- DVD cover
- Directed by: Lawrence Huntington
- Screenplay by: Peter Rogers uncredited: Muriel Box Sydney Box
- Based on: an original story by Moie Charles Herbert Victor
- Produced by: Betty E. Box
- Starring: Patricia Roc Rosamund John Bill Owen
- Cinematography: Bryan Langley
- Edited by: Gordon Hales
- Music by: Clifton Parker
- Production company: Gainsborough Pictures
- Distributed by: General Film Distributors
- Release date: 19 November 1947;
- Running time: 78 minutes
- Country: United Kingdom
- Language: English
- Budget: less than £125,000
- Box office: £125,000 (by July 1953)

= When the Bough Breaks (1947 film) =

When the Bough Breaks is a 1947 film directed by Lawrence Huntington and starring Patricia Roc and Rosamund John. It is an adaptation of an original storyline by Herbert Victor on adoption and the competing ties of one child's birth and foster family.

==Plot==
After learning that her husband is a bigamist who already had a wife, new mother Lily Gardner (Patricia Roc) resolves to raise her baby, Jimmy, on her own under her maiden name of Lily Bates rather than give him up for adoption. Each day Lily leaves Jimmy at a day nursery while she works as a shopgirl at a department store, and then cares for Jimmy herself at night. Frances Norman (Rosamund John), a middle-class married woman who works at the day nursery to be around children after losing her own baby, is drawn to Jimmy. When Lily, under stress from her demanding schedule, becomes ill with flu, Frances persuades Lily to let her and her husband look after Jimmy temporarily. When Lily recovers, she visits Jimmy at the Normans' comfortable home. Seeing that Jimmy is happy and is receiving better food and care than she was able to manage, Lily agrees to let the Normans raise Jimmy, although she refuses to sign any legal document formally allowing them to adopt Jimmy. Lily eventually gives up on staying in touch with the Normans and drops out of Jimmy's life, although she misses him. The Normans do not tell Jimmy he is adopted and he regards them as his parents.

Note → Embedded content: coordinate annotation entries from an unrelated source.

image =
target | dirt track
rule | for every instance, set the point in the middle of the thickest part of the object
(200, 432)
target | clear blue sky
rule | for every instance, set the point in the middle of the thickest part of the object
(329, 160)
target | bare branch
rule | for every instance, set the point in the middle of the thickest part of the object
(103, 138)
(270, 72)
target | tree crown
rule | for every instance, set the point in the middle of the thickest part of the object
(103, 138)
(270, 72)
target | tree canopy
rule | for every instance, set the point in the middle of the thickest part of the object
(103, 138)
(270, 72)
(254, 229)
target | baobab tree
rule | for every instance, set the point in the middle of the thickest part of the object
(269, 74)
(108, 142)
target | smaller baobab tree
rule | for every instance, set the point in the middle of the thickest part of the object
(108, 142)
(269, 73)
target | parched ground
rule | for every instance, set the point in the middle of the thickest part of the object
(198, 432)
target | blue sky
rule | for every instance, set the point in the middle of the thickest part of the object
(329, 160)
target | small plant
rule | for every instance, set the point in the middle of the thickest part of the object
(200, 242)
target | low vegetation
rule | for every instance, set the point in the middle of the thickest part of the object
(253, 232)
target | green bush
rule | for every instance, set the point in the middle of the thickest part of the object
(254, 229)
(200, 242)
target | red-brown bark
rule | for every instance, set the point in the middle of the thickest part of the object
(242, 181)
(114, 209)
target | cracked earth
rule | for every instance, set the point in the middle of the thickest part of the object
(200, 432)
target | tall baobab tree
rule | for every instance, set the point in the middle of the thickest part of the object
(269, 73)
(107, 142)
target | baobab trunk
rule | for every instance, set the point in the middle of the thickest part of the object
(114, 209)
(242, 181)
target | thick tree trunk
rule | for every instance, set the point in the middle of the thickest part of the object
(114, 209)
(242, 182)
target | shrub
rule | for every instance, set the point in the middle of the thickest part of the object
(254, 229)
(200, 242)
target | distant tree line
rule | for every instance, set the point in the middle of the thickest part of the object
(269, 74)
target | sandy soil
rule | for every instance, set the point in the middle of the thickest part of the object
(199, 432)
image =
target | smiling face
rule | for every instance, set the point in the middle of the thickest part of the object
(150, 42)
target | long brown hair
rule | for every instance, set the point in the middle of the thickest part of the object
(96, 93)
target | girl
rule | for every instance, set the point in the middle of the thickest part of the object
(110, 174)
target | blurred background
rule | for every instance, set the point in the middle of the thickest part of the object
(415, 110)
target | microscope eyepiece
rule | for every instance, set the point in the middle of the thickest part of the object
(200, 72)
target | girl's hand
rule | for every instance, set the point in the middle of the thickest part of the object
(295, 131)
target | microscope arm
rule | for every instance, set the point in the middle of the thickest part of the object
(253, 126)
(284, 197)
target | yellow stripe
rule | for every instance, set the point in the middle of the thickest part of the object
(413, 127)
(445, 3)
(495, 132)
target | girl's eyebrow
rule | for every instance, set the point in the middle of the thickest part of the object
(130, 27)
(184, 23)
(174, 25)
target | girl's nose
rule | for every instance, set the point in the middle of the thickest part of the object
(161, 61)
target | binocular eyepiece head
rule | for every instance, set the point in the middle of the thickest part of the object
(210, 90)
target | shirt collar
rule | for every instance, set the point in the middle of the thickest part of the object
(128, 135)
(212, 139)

Eight years pass, during which time Lily rises to the level of manager at the department store and falls in love with a kind shopkeeper, Bill Collins (Bill Owen), who marries her and is willing to accept Jimmy as his own. Lily visits the Normans to reclaim Jimmy, now that she has the resources to take care of him, but the Normans refuse to give him up since Lily has not been part of Jimmy's life and he does not know he is not the Normans' natural child. A legal battle ensues, and the court awards custody of Jimmy to Lily due to the lack of any formal adoption agreement. Jimmy goes to live with Lily and Bill, but has trouble adjusting to life in a working-class household, and runs away in an attempt to return to the Normans, whom he considers his true "mummy and daddy". Bill, seeing that Jimmy is unhappy, persuades Lily to let him return to the Normans. Lily and Bill then have a baby of their own and are shown happily celebrating his birthday, while Jimmy celebrates his birthday with the Normans.

==Cast==
- Patricia Roc as Lily Bates
- Rosamund John as Frances Norman
- Bill Owen as Bill Collins
- Brenda Bruce as Ruby Chapman
- Patrick Holt as Robert Norman
- Cavan Malone as Jimmy
- Leslie Dwyer as George
- Sonia Holm as Nurse
- Torin Thatcher as Adams
- Catherine Lacey as Almoner
- Edith Sharpe as Matron
- Noel Howlett as Judge

==Production==
The film was the second in four films produced by Betty Box for Gainsborough with a total budget of £600,000. The first was Dear Murderer.

It was less glamorous than the typical Gainsborough melodrama, with no outfit worn by Patricia Roc costing more than £5. Roc played a working class role.

The house featured in the film was based on the real life house of Sydney Box.

==Reception==
The film received negative reviews. However it was popular and made a profit. Trade papers called the film a "notable box office attraction" in British cinemas in 1948.